Hanne Eide Andersen|Published 30. Jun 2015
In their new joint report “Walk the talk”, Save The Children and NRC urge governments and the humanitarian community "to walk the talk by realizing their commitment to education in emergencies”.

The new report, which was launched in Geneva Tuesday this week,  highlights that despite increased attention and recognition, education in emergencies remains the most underfunded of all humanitarian sectors.

“Words must be turned into action. For too long we have heard world leaders speak about the importance of education without taking the necessary steps to ensure all children their right to education. It is time to walk the talk,” said Silje Skeie, Education Adviser in Norwegian Refugee Council (NRC).

“We have a responsibility to ensure that every single child is learning, no matter how hard or costly it is to reach them”, said Secretary General of Save The Children Norway, Tove Wang. 

“It will not be easy and it may not be cheap, but it is possible.  With strong commitments from the highest levels, I believe we can make a real difference to children’s lives”, says Wang.

Decrease in funding

The report, which is a review of some of the largest donors’ humanitarian policies on education, shows that despite increased recognition of the important role that education may play for children and young people affected by crisis, education remains the most underfunded of all humanitarian sectors.

“Despite broader understanding that education is important in times of crisis, few donors fund education in emergencies”, explained Skeie.

In 2012 the Global Education First Initiative called for doubling the share of total humanitarian aid earmarked for education to at least 4 percent. However, still education receives less than 2 percent of the funds from the humanitarian appeals.

28,5 million conflict hit children out of school

The consequences are fatal for millions of the most vulnerable children.

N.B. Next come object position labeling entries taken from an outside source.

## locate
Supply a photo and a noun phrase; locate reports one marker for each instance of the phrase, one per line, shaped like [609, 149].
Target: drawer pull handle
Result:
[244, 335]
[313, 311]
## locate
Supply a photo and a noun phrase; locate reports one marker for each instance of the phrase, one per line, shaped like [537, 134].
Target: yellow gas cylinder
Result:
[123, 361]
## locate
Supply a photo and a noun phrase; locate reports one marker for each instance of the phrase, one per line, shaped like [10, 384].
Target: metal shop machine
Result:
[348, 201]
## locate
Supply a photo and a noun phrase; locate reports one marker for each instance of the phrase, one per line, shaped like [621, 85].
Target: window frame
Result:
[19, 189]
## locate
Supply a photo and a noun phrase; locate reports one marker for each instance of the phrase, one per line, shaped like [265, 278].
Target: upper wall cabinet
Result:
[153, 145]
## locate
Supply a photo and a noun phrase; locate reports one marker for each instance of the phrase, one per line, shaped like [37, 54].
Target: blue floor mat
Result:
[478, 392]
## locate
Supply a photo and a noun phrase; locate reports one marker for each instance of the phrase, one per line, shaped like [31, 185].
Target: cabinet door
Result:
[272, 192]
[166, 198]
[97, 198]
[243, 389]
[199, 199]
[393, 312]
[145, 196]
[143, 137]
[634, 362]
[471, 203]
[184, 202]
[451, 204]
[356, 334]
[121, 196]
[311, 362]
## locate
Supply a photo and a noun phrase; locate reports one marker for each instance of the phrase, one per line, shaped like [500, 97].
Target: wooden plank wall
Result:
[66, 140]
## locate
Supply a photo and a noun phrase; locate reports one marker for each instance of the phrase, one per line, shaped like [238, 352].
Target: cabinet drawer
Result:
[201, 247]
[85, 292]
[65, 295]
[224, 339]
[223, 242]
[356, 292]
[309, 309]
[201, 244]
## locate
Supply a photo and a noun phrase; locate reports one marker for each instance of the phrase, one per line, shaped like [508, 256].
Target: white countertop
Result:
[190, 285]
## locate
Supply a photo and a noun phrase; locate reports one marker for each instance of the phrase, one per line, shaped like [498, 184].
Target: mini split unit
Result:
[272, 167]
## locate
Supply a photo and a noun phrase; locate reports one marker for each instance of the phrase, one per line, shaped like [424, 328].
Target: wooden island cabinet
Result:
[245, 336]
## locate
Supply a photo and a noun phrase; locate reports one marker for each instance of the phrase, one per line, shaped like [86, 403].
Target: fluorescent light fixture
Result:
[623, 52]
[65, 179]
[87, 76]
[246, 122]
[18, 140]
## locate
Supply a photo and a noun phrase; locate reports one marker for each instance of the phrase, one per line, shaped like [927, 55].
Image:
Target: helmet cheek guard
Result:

While there has been tremendous progress in getting children into school over the past fifteen years, an increasing number of conflict affected children are not benefitting from this development.

While 30 percent of children in conflict affected countries were out of school in year 2000, 36 percent of all children in conflict are now denied their right to education.  In total, 28,5 million of the 58 million children who are still out of school in the world today live in conflict and crisis affected areas.

Lack of donor policies and data

The report also points out how lack of clear donor policies on education results in lack of funding of education, since the decision on whether to fund education or not is not institutionalised.  “Donors need to put in place policies where they commit to increase funding for education in emergencies drastically and ensure that the funding reaches its destination”, the report conclude.

Another barrier to funding is lack of proper data on education needs in emergencies and crises.

“The humanitarian community needs to recognize that education is an essential part of a humanitarian response and give it a higher priority. We must commit to doing better needs assessments, and education must be included in all assessments”, said Silje Skeie. 


The report was commissioned by the Norwegian Refugee Council (NRC) and Save the Children to better understand the landscape of donors’ humanitarian policies on education and the role such policies play in influencing education in emergencies practice.

The sample of donors analysed for this review included Australia, Canada, Denmark, European Union (EU)/European Commission (EC), Finland, Germany, Japan, Netherlands, Norway, Sweden, Switzerland, United Kingdom (UK) and United States (US).